Lo inquietante es observar cómo algunos sectores beneficiados por las transformaciones sociales terminan utilizando la seguridad recién adquirida para respaldar proyectos políticos que amenazan con desmontarlas. No porque recibir un beneficio público genere una deuda electoral. Los derechos no son favores y ningún ciudadano está obligado a votar por quien gobierna. El problema es más profundo: consiste en apropiarse individualmente de un progreso producido colectivamente y después negar las decisiones públicas, las luchas sociales y las mayorías políticas que contribuyeron a hacerlo posible.
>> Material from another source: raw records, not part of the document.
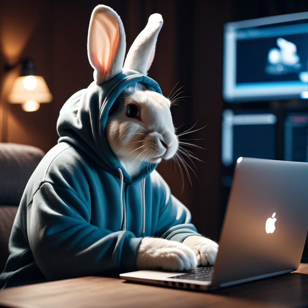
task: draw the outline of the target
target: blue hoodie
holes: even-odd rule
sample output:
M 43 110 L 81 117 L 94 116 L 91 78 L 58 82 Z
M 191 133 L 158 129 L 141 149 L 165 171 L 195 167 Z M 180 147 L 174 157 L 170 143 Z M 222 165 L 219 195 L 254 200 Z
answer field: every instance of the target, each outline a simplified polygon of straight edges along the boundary
M 109 147 L 108 112 L 136 83 L 158 85 L 127 71 L 72 95 L 60 111 L 58 143 L 45 156 L 23 195 L 0 286 L 136 269 L 145 236 L 182 242 L 199 234 L 188 210 L 146 164 L 132 179 Z

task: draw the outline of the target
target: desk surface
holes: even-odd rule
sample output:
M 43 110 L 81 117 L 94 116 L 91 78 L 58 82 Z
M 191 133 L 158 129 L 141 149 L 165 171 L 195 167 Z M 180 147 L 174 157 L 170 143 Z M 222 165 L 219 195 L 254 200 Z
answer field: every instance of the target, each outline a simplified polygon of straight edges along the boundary
M 8 307 L 290 307 L 308 306 L 308 263 L 290 274 L 212 293 L 139 284 L 88 276 L 0 291 Z

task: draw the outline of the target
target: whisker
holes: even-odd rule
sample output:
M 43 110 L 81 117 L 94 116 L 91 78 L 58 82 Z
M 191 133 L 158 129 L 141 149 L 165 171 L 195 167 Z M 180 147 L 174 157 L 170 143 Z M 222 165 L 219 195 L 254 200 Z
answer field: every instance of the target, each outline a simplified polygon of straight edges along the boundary
M 189 143 L 189 142 L 183 142 L 182 141 L 179 141 L 179 143 L 180 144 L 184 144 L 184 145 L 188 145 L 190 147 L 194 147 L 195 148 L 197 148 L 199 149 L 203 149 L 203 150 L 206 150 L 206 149 L 201 147 L 200 145 L 197 145 L 197 144 L 194 144 L 192 143 Z
M 174 88 L 178 85 L 179 82 L 180 82 L 179 80 L 177 82 L 177 83 L 176 83 L 176 84 L 173 87 L 173 89 L 172 89 L 172 90 L 171 90 L 171 91 L 170 92 L 170 93 L 168 95 L 168 96 L 167 97 L 167 99 L 169 99 L 169 97 L 170 96 L 170 95 L 171 95 L 171 93 L 172 93 L 172 91 L 173 91 L 174 90 Z
M 196 124 L 197 124 L 197 123 Z M 195 125 L 196 124 L 195 124 Z M 195 125 L 194 125 L 194 126 Z M 206 127 L 207 126 L 207 124 L 205 125 L 203 127 L 201 127 L 200 128 L 198 128 L 198 129 L 195 129 L 193 131 L 191 131 L 190 132 L 187 132 L 186 131 L 186 132 L 184 132 L 184 133 L 182 133 L 181 134 L 180 134 L 180 135 L 178 135 L 177 136 L 180 137 L 180 136 L 182 136 L 183 135 L 187 135 L 187 134 L 190 134 L 191 133 L 194 132 L 197 132 L 198 131 L 200 131 L 200 129 L 202 129 L 202 128 L 204 128 L 205 127 Z
M 179 162 L 179 160 L 178 159 L 177 156 L 176 155 L 176 153 L 174 155 L 174 158 L 175 161 L 176 160 L 176 162 L 177 163 L 178 165 L 179 166 L 179 169 L 180 170 L 180 172 L 181 174 L 181 178 L 182 179 L 182 191 L 181 192 L 181 195 L 184 191 L 184 175 L 183 174 L 183 172 L 182 171 L 182 168 L 181 168 L 181 165 L 180 164 L 180 163 Z
M 126 155 L 124 157 L 124 158 L 125 158 L 126 157 L 126 156 L 128 156 L 130 154 L 131 154 L 133 152 L 135 152 L 135 151 L 136 151 L 138 149 L 140 149 L 141 148 L 142 148 L 143 147 L 145 146 L 145 145 L 146 145 L 145 144 L 144 144 L 143 145 L 142 145 L 141 147 L 139 147 L 139 148 L 137 148 L 136 149 L 135 149 L 135 150 L 134 150 L 133 151 L 132 151 L 131 152 L 130 152 L 128 154 L 127 154 L 127 155 Z
M 169 99 L 169 100 L 170 100 L 170 101 L 171 101 L 171 100 L 172 100 L 172 99 L 173 99 L 174 98 L 174 95 L 176 95 L 176 92 L 178 92 L 178 91 L 180 91 L 180 89 L 182 89 L 182 87 L 184 87 L 184 86 L 182 86 L 182 87 L 180 87 L 179 88 L 178 88 L 178 89 L 177 89 L 177 90 L 176 90 L 176 91 L 175 91 L 175 92 L 174 92 L 174 94 L 173 94 L 173 95 L 172 95 L 172 96 L 171 96 L 171 98 L 170 98 L 170 99 Z M 181 93 L 183 93 L 183 92 L 184 92 L 184 91 L 182 91 L 181 92 L 180 92 L 180 94 L 181 94 Z M 179 94 L 176 94 L 176 95 L 179 95 Z
M 137 157 L 135 157 L 135 159 L 134 159 L 134 160 L 133 160 L 133 161 L 132 162 L 131 164 L 132 165 L 133 164 L 133 163 L 135 161 L 135 160 L 136 160 L 138 158 L 138 157 L 139 157 L 139 156 L 140 156 L 140 155 L 141 155 L 141 154 L 142 154 L 142 153 L 144 153 L 147 150 L 148 150 L 148 149 L 146 149 L 144 151 L 143 151 L 142 152 L 141 152 L 141 153 L 140 153 L 140 154 L 139 154 L 139 155 L 138 155 L 138 156 L 137 156 Z
M 183 86 L 184 87 L 184 86 Z M 183 87 L 181 87 L 180 88 L 180 89 L 179 89 L 179 90 L 180 90 Z M 178 90 L 178 91 L 179 90 Z M 175 95 L 175 96 L 174 95 L 173 96 L 172 96 L 172 97 L 170 99 L 170 103 L 172 103 L 172 102 L 174 101 L 176 99 L 177 99 L 177 97 L 179 95 L 180 95 L 180 94 L 181 94 L 182 93 L 184 93 L 184 92 L 185 92 L 185 91 L 182 91 L 181 92 L 179 92 L 178 93 L 178 94 L 176 94 L 176 95 Z M 175 94 L 175 93 L 174 93 L 174 94 Z

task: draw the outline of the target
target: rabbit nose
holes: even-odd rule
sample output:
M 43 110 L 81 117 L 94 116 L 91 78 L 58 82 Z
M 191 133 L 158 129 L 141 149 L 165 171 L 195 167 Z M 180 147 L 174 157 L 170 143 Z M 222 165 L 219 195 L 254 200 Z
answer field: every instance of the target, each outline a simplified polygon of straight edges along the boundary
M 168 147 L 168 146 L 161 139 L 160 139 L 160 140 L 161 143 L 161 144 L 165 147 L 165 148 L 167 148 Z

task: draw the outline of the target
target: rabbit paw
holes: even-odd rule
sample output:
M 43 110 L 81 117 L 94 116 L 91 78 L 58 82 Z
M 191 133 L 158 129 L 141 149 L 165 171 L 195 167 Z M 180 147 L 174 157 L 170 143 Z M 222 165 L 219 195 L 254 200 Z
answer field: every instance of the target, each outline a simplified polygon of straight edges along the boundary
M 192 235 L 186 237 L 183 244 L 194 252 L 198 266 L 209 266 L 214 264 L 218 247 L 218 244 L 214 241 L 202 236 Z
M 137 258 L 139 270 L 187 271 L 197 266 L 194 253 L 187 246 L 178 242 L 145 237 L 139 246 Z

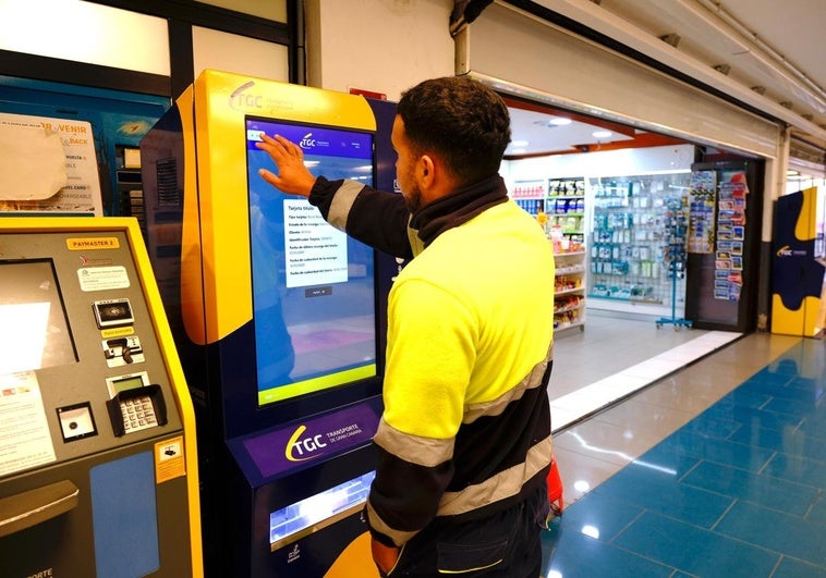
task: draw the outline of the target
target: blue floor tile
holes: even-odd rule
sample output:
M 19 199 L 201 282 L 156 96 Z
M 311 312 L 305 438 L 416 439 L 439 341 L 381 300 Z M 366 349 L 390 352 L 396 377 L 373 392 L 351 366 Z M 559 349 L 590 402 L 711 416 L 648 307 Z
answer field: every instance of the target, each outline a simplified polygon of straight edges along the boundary
M 574 504 L 575 505 L 575 504 Z M 564 514 L 562 515 L 564 519 Z M 669 578 L 675 568 L 563 526 L 543 537 L 544 577 Z
M 766 504 L 772 509 L 804 516 L 817 497 L 817 489 L 743 469 L 702 462 L 682 480 L 709 492 Z
M 743 427 L 729 435 L 729 440 L 742 444 L 756 445 L 764 450 L 774 450 L 789 455 L 809 457 L 826 462 L 826 444 L 817 443 L 818 439 L 809 438 L 797 431 L 777 431 L 761 427 Z
M 823 566 L 826 573 L 825 530 L 819 524 L 744 502 L 736 503 L 715 528 L 721 534 Z
M 544 576 L 826 578 L 824 345 L 802 340 L 569 506 Z
M 784 556 L 772 578 L 823 578 L 826 568 Z
M 732 499 L 677 483 L 677 477 L 635 464 L 593 491 L 598 500 L 623 501 L 672 518 L 692 520 L 710 528 L 731 505 Z
M 585 507 L 576 502 L 566 508 L 559 518 L 559 526 L 567 531 L 579 531 L 608 542 L 642 513 L 643 508 L 639 505 L 594 494 Z
M 763 469 L 763 474 L 813 488 L 823 488 L 826 483 L 826 462 L 776 453 Z
M 643 458 L 659 464 L 669 464 L 675 468 L 677 457 L 695 457 L 717 464 L 730 464 L 749 471 L 760 471 L 774 455 L 773 450 L 752 447 L 728 440 L 712 440 L 700 433 L 679 430 L 646 452 Z M 678 471 L 678 474 L 683 472 Z
M 769 576 L 780 555 L 654 513 L 637 518 L 615 544 L 697 576 Z

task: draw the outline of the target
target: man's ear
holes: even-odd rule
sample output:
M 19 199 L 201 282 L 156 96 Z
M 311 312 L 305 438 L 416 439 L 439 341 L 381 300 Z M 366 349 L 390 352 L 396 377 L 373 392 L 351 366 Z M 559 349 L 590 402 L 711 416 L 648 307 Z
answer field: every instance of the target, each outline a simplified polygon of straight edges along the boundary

Es la misma contradicción que percibí en aquel consultorio. El profesional formado por un sistema público que reniega de toda la obra social que hizo posible su formación. El integrante de una clase media ampliada que interpreta su nueva posición como una proeza exclusivamente individual y termina votando contra las políticas que protegieron el trabajo, aumentaron los ingresos o redujeron la pobreza. El privilegio reciente convertido en amnesia política.
Por eso el 26 de julio no debe ser para nosotros una ceremonia extranjera ni una pieza de nostalgia. Debe ser una advertencia.
El Acuerdo Final de 2016 amplió el espacio democrático colombiano. Permitió que una organización armada transitara hacia la política legal y contribuyó a modificar un sistema en el que durante décadas la izquierda fue perseguida, asesinada o excluida. Las Naciones Unidas han reconocido ese impacto histórico sobre la ampliación de la democracia, aunque también han advertido que la implementación integral continúa pendiente. Defender el Acuerdo no significa defender la idea elemental de que los conflictos políticos deben tramitarse con palabras, votos, movilización ciudadana y garantías para la oposición, no mediante el exterminio del adversario.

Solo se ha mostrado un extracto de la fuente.